Apr 21, 2021, 1:35:48 PM4/21/21

to Kirill Katsnelson, grpc.io

A lot of the CQ-based API was designed around the idea that the application could tune performance by deciding which activity was going to occur on which CQ and then deciding which thread(s) were going to poll each CQ. So in the case you're asking about, the API allows using one CQ to get the new call request on and then another CQ to actually perform operations on that individual call (which effectively controls which fds are polled on which threads).

In practice, what we've found is that the CQ-based API is way too complicated, and basically no one actually needs the level of performance control that it was designed to provide. So we're currently working on changing to a polling model where the event engine provides all polling threads and the application API is a simpler callback-based model. We will continue to support the CQ-based API, but it will still use the new polling model under the hood. Once that happens, the CQ-based API will still continue to work the same way it does today, but moving some of the work to a different CQ may no longer actually have the performance benefit that it might today, so there's probably no reason to ever do that.

--
You received this message because you are subscribed to the Google Groups "grpc.io" group.
To unsubscribe from this group and stop receiving emails from it, send an email to grpc-io+u...@googlegroups.com.
To view this discussion on the web visit https://groups.google.com/d/msgid/grpc-io/d5754f98-6711-45ff-9000-b178e457d9can%40googlegroups.com.

--

Mark D. Roth <ro...@google.com>
Software Engineer
Google, Inc.

Mark Sandan

unread,

Apr 21, 2021, 3:34:36 PM4/21/21

to grpc.io

> So we're currently working on changing to a polling model where the event engine provides all polling threads and the application API is a simpler callback-based model.

Is this the PR for the callback-based model you are referring to? https://github.com/grpc/proposal/pull/180

> In practice, what we've found is that the CQ-based API is way too complicated, and basically no one actually needs the level of performance control that it was designed to provide.

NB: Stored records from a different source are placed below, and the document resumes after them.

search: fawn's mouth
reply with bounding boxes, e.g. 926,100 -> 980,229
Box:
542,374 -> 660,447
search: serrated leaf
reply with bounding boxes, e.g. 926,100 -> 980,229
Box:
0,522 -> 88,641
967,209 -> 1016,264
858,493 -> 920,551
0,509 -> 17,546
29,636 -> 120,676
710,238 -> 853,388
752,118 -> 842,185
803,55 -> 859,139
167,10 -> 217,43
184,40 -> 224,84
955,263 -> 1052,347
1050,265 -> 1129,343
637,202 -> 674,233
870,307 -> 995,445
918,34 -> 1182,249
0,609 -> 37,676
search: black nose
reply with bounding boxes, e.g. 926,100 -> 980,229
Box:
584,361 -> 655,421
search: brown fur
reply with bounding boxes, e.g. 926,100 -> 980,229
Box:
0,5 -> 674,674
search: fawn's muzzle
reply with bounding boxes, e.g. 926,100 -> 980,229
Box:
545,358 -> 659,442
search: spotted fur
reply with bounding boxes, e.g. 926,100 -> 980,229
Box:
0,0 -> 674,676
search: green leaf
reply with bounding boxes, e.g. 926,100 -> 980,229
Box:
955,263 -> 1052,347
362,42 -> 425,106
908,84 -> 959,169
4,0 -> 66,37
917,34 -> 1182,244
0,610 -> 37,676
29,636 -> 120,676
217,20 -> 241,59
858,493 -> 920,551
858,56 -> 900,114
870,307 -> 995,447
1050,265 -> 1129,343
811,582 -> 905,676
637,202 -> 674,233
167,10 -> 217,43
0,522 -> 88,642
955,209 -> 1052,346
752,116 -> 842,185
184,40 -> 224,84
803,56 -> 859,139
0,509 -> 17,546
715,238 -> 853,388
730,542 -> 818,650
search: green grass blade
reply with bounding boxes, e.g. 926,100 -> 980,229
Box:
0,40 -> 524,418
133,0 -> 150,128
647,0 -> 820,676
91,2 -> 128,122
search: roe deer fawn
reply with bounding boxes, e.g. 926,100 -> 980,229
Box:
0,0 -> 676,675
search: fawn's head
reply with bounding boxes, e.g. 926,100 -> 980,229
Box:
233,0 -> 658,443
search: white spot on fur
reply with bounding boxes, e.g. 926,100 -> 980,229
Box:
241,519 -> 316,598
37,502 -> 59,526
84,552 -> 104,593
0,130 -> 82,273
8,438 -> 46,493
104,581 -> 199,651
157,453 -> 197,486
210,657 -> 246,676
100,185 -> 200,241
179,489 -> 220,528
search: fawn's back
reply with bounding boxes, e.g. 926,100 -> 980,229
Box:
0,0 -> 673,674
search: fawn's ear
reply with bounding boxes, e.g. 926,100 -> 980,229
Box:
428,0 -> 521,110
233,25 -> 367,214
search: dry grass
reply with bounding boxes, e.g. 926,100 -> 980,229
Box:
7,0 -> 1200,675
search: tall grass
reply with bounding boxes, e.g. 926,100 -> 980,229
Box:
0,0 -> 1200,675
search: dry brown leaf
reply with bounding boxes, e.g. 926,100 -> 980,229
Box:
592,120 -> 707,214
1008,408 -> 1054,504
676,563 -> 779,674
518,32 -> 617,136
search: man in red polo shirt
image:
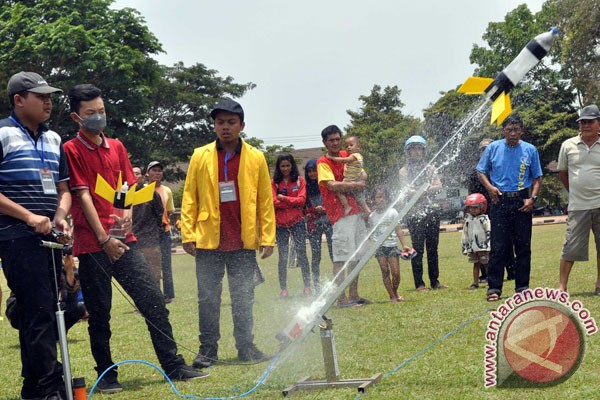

I'd like to explore those performance controls in the current CQ-based API. Is there documentation around tuning these parameters? One parameter I'd be interested in is whether we can tune the number of threads used behind the relevant grpc cpp APIs. I'd like to see how latency for our application changes based on the number of threads.

Mark D. Roth

unread,

Apr 21, 2021, 5:25:53 PM4/21/21

to Mark Sandan, grpc.io

On Wed, Apr 21, 2021 at 12:34 PM Mark Sandan <masan...@gmail.com> wrote:

> So we're currently working on changing to a polling model where the event engine provides all polling threads and the application API is a simpler callback-based model.
Is this the PR for the callback-based model you are referring to? https://github.com/grpc/proposal/pull/180

There are actually two related efforts that we're working on:

1. The new C++ callback-based API, which is described in the PR you linked. This is currently available as an experimental API, and you're welcome to try it out and give us feedback. It's currently usable via a short-term hack involving some dedicated polling threads, and we'll probably de-experimentalize it in the not-too-distant future.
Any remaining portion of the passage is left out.